A senior Wolverhampton councillor has made an impassioned plea for minority groups to tell the council what would make them feel better supported and safer after one of her colleagues was subjected to a homophobic hate crime.

Councillor Paula Brookfield, the council’s cabinet member for governance, has spoken out after a newly elected councillor was verbally abused and threatened as he walked down the street. 

Councillor Chris Burden was on his way to meet friends earlier this month to watch an England football match when a car pulled up alongside him twice and the occupants shouted homophobic slurs and made threats. 

At the time, the 25 year old described the experience as saddening, intimidating and frightening – but he said he was not shocked because similar incidents had happened to him before.  

Councillor Burden, who is openly gay, is the youngest serving councillor on City of Wolverhampton Council and was elected just last month to represent the Fallings Park ward. 

He decided to go public about the incident during LGBT+ Pride Month – a time when the LGBT+ community celebrates who they are, recognise the progress made on the journey to achieving legal equality and highlight the need to continue the fight against bigotry, prejudice and hate. 

Now Councillor Brookfield has offered her support to her colleague and has joined him in encouraging people to complete the council’s Rainbow City consultation before it closes on 12 July. 

The council is asking people for their views on creating a ‘rainbow city’ by improving recreational and support services where people can feel safe and welcome to be whoever they are, including the city’s LGBT+ community. 

Councillor Brookfield said: “I was appalled when I heard what had happened to Chris, but the sad reality is that even in 2021, LGBT+ people, people of colour, disabled people and all other minorities face bullying, hatred and bigotry.  

“Nobody should be subjected to abuse, threats or intimidation on our city’s streets.

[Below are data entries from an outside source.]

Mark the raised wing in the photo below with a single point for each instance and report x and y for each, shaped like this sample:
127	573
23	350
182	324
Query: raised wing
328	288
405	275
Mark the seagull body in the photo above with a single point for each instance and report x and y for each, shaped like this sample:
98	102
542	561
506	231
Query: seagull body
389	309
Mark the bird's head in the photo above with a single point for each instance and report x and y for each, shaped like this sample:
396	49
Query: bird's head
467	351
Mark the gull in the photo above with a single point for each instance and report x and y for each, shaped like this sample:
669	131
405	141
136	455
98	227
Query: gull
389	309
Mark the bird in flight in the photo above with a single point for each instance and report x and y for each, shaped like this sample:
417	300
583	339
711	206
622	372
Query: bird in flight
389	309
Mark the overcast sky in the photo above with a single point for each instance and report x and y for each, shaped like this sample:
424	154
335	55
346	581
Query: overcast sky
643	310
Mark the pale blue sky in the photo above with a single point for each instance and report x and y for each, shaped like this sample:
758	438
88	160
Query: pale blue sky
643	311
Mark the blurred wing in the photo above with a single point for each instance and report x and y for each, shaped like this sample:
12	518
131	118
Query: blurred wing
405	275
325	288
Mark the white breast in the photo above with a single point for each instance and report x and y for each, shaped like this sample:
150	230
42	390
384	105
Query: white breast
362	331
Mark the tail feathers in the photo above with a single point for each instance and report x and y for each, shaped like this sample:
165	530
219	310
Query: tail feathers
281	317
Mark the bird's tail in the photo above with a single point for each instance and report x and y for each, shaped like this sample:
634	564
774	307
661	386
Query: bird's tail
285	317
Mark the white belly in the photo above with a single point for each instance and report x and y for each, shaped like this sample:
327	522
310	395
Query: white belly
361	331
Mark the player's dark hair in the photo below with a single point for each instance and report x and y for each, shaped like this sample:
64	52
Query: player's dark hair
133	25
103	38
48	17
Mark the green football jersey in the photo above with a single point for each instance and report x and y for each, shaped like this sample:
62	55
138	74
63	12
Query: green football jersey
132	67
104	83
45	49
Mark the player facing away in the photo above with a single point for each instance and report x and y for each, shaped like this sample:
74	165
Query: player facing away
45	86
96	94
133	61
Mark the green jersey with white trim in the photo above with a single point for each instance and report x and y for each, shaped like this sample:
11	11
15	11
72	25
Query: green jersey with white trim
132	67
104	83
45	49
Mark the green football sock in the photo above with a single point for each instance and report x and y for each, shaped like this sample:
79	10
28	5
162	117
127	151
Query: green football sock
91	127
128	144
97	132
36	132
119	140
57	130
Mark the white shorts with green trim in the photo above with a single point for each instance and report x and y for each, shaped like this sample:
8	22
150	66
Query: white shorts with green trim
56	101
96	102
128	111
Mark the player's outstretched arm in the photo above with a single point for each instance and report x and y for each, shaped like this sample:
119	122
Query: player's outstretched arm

I agree with Chris when he said what happened is not reflective of our largely welcoming city, but we cannot ignore it when incidents like this happen. 

“I condemn homophobia and all incidents of prejudice and hate in the strongest possible terms. Don’t suffer in silence, if you are the victim of hate crime then please report it to the police who will take you seriously and will investigate. 

“Chris is a lovely person and it is so typical of him to think of others and use the awful experience he went through to highlight the need to fight bigotry during Pride Month and to encourage people to complete our Rainbow City consultation which is about finding out what facilities our residents want and need in our city so that they can feel safe, supported and able to be who they are. 

“I would urge everyone to complete the survey, whether you are part of the LGBT+ community, an ally of LGBT+ people or indeed anyone who feels they need safe spaces and better facilities to support their needs.”